Aynı şekilde, bütün bu konularla ilgili olarak, geçtiğimiz Şubat ayında kamuoyuna açıklanan “Siyasi Ahlak Reformu; Temiz Siyaset Belgesi” başlıklı strateji belgesinin   başta yolsuzluklar başta olmakla çürümüşlüğü kapsamlıca tahlil eden, çıkış yollarını gösteren önemli bir çalışma  olarak büyük  önem taşıdığını ve   yol gösterici olduğunu vurgulayarak, herkese bu belgeyi  incelemelerini ve  değerlendirmelerini de tavsiye ederiz.  (https://gelecekpartisi.org.tr/partimiz/temiz-siyaset-belgemiz)

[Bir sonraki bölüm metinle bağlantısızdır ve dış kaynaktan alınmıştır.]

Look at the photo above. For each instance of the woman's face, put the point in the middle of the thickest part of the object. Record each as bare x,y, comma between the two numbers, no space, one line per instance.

Yolsuzlukla mücadelede kararlılık ve başarı,  yeni bir Türkiye’nin ve  yeni  bir siyasi anlayışın sembollerinden   biri olabilir. Olmalıdır da. En başta ülkemizin geleceğini omuzlayacak genç nesiller olmakla Türkiye ve ülkemizin bütün  insanları bunu hakkediyor.